Tape: The Zombie Technology
Tape plays a continuing role in meeting the storage challenge.
by Mark Ferelli
Pundits who, in spite of all evidence to the contrary, declare that tape is moribund missed a wakeup call at the two-day executive conference sponsored by Fujifilm Recording Media USA, Inc. in early February. Far from a commercial, the total amount of valuable information was, in the words of one data manager, "staggering."
The seminar theme, Into Tomorrow with Tape Storage, Protecting the Data and the Bottom Line, was a broadly based topic that allowed presenters considerable latitude to deliver both plaudits and criticisms of the current generation of tape technology and the applications that work with them. Tape vendors were criticized for weak marketing and a poor performance perception. On the other hand, attendees were quick to identify the continued value of tape as an archival medium and to acknowledge its energy efficiency.
The first presenter of the seminar was John Teale, a veteran of IBM's Systems group and one of the early engineers involved with IBM 3480 technology (1983) and subsequent tape-drive developments all the way through LTO-4. He discussed the evolving role of tape in the overall storage environment.
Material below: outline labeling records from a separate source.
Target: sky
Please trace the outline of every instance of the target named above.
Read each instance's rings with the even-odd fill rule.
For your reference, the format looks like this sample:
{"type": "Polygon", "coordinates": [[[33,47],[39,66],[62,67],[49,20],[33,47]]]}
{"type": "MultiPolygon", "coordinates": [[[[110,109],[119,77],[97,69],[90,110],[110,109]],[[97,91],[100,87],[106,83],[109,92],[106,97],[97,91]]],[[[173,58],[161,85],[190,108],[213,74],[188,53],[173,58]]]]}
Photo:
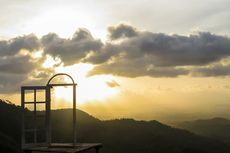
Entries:
{"type": "MultiPolygon", "coordinates": [[[[0,98],[20,105],[20,86],[65,72],[78,108],[100,119],[230,118],[229,5],[0,0],[0,98]]],[[[71,106],[71,89],[52,96],[53,109],[71,106]]]]}

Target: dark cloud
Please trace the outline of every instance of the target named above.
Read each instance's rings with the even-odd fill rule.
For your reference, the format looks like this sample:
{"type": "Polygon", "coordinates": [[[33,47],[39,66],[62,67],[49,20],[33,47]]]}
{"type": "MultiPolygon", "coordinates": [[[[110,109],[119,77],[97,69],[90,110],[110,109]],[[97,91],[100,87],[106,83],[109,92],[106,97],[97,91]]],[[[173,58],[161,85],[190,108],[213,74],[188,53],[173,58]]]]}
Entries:
{"type": "MultiPolygon", "coordinates": [[[[127,30],[124,25],[110,29],[113,29],[110,30],[111,35],[116,33],[116,29],[122,31],[113,39],[120,38],[127,30]]],[[[98,64],[90,75],[110,73],[129,77],[176,77],[191,73],[191,69],[186,68],[188,66],[202,67],[229,55],[230,39],[225,36],[207,32],[180,36],[135,30],[132,37],[105,44],[103,50],[94,52],[86,61],[98,64]]],[[[228,74],[224,69],[215,72],[217,74],[213,76],[228,74]]]]}
{"type": "Polygon", "coordinates": [[[230,75],[230,64],[218,63],[212,66],[194,68],[191,75],[195,77],[228,76],[230,75]]]}
{"type": "Polygon", "coordinates": [[[0,56],[12,56],[17,54],[21,49],[34,51],[39,47],[39,39],[35,35],[25,35],[8,41],[0,41],[0,56]]]}
{"type": "Polygon", "coordinates": [[[46,54],[60,57],[65,65],[80,62],[90,52],[102,47],[100,40],[94,39],[86,29],[79,29],[72,39],[63,39],[54,33],[42,37],[41,42],[46,54]]]}
{"type": "MultiPolygon", "coordinates": [[[[24,35],[0,41],[0,92],[25,84],[44,84],[54,73],[43,68],[46,55],[59,57],[64,65],[95,64],[89,75],[114,74],[126,77],[177,77],[230,75],[230,39],[207,32],[181,36],[139,31],[121,24],[109,27],[109,40],[102,43],[86,29],[72,38],[49,33],[41,39],[24,35]],[[39,58],[33,53],[43,50],[39,58]],[[225,60],[224,60],[225,59],[225,60]]],[[[119,84],[107,83],[114,87],[119,84]]]]}
{"type": "Polygon", "coordinates": [[[42,68],[45,56],[33,56],[40,49],[40,40],[33,34],[0,41],[0,93],[16,92],[22,85],[45,78],[35,74],[52,74],[42,68]]]}

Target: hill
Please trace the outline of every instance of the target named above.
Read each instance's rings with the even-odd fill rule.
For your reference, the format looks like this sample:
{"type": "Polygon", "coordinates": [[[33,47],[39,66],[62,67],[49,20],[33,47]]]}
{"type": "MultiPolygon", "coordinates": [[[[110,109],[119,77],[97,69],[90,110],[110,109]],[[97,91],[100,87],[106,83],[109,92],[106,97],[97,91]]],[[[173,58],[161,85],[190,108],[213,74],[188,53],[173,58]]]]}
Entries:
{"type": "MultiPolygon", "coordinates": [[[[1,133],[16,141],[17,144],[11,146],[17,148],[21,131],[20,107],[0,101],[0,116],[1,125],[4,125],[4,128],[0,127],[1,133]]],[[[71,139],[71,121],[71,109],[52,111],[52,135],[55,142],[71,139]]],[[[220,141],[172,128],[158,121],[101,121],[77,110],[77,131],[78,142],[103,143],[101,153],[230,153],[230,148],[220,141]]],[[[12,149],[10,152],[14,153],[12,149]]]]}
{"type": "Polygon", "coordinates": [[[186,121],[178,127],[230,144],[230,120],[225,118],[186,121]]]}

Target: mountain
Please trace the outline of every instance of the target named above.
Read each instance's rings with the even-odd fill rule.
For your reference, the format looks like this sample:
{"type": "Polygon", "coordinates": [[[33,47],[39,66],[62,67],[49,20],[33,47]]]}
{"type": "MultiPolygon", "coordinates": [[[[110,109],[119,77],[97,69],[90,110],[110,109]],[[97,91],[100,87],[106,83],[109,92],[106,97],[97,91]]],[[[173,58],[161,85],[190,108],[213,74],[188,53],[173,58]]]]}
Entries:
{"type": "Polygon", "coordinates": [[[209,138],[217,139],[230,145],[230,120],[212,118],[206,120],[186,121],[178,127],[209,138]]]}
{"type": "MultiPolygon", "coordinates": [[[[0,139],[5,137],[9,138],[9,142],[12,140],[9,143],[11,148],[20,146],[20,110],[19,106],[0,101],[0,123],[4,127],[0,126],[3,134],[0,139]]],[[[71,140],[71,109],[53,110],[51,121],[55,142],[71,140]]],[[[77,141],[101,142],[101,153],[230,153],[229,146],[220,141],[172,128],[158,121],[101,121],[80,110],[77,110],[77,141]]],[[[0,146],[2,149],[5,145],[0,143],[0,146]]],[[[20,152],[9,149],[7,153],[16,151],[20,152]]]]}

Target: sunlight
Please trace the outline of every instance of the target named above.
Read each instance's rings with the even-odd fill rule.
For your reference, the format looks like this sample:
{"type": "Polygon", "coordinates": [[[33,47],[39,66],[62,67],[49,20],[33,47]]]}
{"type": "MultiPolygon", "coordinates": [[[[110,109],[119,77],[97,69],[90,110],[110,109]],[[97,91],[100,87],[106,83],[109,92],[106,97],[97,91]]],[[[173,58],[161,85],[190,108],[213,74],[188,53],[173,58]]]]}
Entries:
{"type": "MultiPolygon", "coordinates": [[[[92,64],[75,64],[72,66],[60,66],[56,68],[57,73],[70,74],[77,85],[77,103],[83,104],[92,100],[103,100],[108,96],[113,96],[118,93],[117,88],[111,88],[107,82],[114,79],[111,75],[97,75],[87,77],[87,73],[93,68],[92,64]]],[[[68,78],[64,78],[69,82],[68,78]]],[[[72,102],[71,87],[54,88],[54,96],[58,101],[72,102]]]]}

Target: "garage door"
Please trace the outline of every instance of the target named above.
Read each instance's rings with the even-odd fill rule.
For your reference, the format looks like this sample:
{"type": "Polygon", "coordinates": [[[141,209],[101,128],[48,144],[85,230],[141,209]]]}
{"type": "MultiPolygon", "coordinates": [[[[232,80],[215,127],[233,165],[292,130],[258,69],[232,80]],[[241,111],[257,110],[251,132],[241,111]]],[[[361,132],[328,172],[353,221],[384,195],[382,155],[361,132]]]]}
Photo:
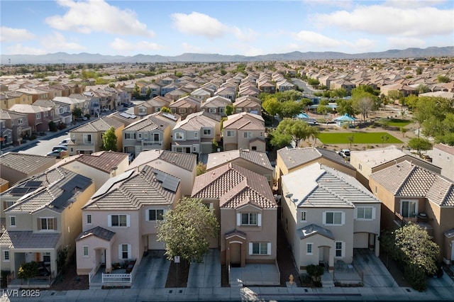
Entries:
{"type": "Polygon", "coordinates": [[[155,235],[149,235],[148,250],[164,250],[164,242],[157,241],[157,237],[155,235]]]}
{"type": "Polygon", "coordinates": [[[353,248],[367,249],[369,247],[369,233],[357,233],[353,234],[353,248]]]}

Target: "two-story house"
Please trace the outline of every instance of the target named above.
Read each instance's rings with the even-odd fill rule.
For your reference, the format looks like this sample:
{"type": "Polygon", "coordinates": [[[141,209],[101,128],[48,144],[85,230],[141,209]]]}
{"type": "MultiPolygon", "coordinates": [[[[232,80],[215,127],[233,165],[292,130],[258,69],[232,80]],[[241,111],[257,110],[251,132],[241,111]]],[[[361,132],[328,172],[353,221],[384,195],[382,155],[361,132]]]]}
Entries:
{"type": "Polygon", "coordinates": [[[204,111],[187,116],[172,130],[172,150],[184,153],[208,154],[213,140],[221,138],[221,117],[204,111]]]}
{"type": "Polygon", "coordinates": [[[55,278],[58,252],[75,250],[80,208],[94,193],[91,179],[64,168],[47,170],[2,193],[8,208],[6,230],[0,237],[1,269],[17,276],[21,264],[36,261],[55,278]]]}
{"type": "Polygon", "coordinates": [[[167,150],[172,145],[171,136],[169,123],[149,115],[123,129],[123,150],[134,156],[145,150],[167,150]]]}
{"type": "Polygon", "coordinates": [[[78,274],[111,272],[113,263],[164,250],[156,222],[181,198],[179,179],[149,166],[107,181],[82,206],[82,232],[76,240],[78,274]],[[139,188],[139,189],[138,189],[139,188]]]}
{"type": "Polygon", "coordinates": [[[380,201],[355,177],[316,162],[282,176],[282,185],[283,227],[300,272],[351,263],[354,248],[378,257],[380,201]]]}
{"type": "Polygon", "coordinates": [[[249,149],[265,152],[265,121],[261,116],[247,112],[228,116],[223,124],[225,151],[249,149]]]}
{"type": "Polygon", "coordinates": [[[117,150],[123,150],[122,131],[124,125],[114,118],[104,116],[87,123],[70,131],[74,145],[68,146],[70,155],[92,154],[101,151],[103,145],[102,135],[111,127],[115,128],[117,150]]]}

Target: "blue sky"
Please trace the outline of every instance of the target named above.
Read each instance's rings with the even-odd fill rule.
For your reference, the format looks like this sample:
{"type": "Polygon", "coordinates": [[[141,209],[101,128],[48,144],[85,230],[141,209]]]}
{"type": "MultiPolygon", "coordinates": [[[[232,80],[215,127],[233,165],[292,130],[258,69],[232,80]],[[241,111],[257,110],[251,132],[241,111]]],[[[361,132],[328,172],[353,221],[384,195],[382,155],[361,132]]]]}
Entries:
{"type": "Polygon", "coordinates": [[[1,55],[258,55],[454,45],[453,0],[4,1],[1,55]]]}

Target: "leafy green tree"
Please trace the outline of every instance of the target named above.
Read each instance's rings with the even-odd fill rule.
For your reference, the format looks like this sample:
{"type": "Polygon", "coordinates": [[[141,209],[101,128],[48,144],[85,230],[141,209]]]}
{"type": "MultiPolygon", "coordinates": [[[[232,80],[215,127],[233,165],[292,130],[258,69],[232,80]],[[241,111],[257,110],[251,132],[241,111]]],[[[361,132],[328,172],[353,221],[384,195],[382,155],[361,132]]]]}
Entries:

His first point was the most significant: data centers will always need an "ultimate insurance policy" protecting critical data. This need will never go away. Teale believes that "disk is the most unreliable storage device ever designed," and in IBM installs where disk is selected for backup, IBM strongly recommends that tape be incorporated behind the disk.
Teale also noted that tape technology is progressing more quickly than disk and is subject to fewer limitations. He cited a joint development program with Fujifilm making headway in the areas of head/tape interface compatibility, head and media magnetics requirements and integration, and the tradeoffs between tape dimensional stability and head/actuator designs required to achieve higher areal densities. One of the practical outcomes has been to prove the capability to store 8.0 TB of data on a single cartridge.
As far as future technologies that would replace tape, Teale doesn't see any for now, commenting that "holographic is and always will be the technology of the future".
From the analyst firm The Clipper Group, David Reine presented the results of one of their reports. He compared SATA with LTO-4 in an analysis of total cost of ownership (TCO) between disk and tape.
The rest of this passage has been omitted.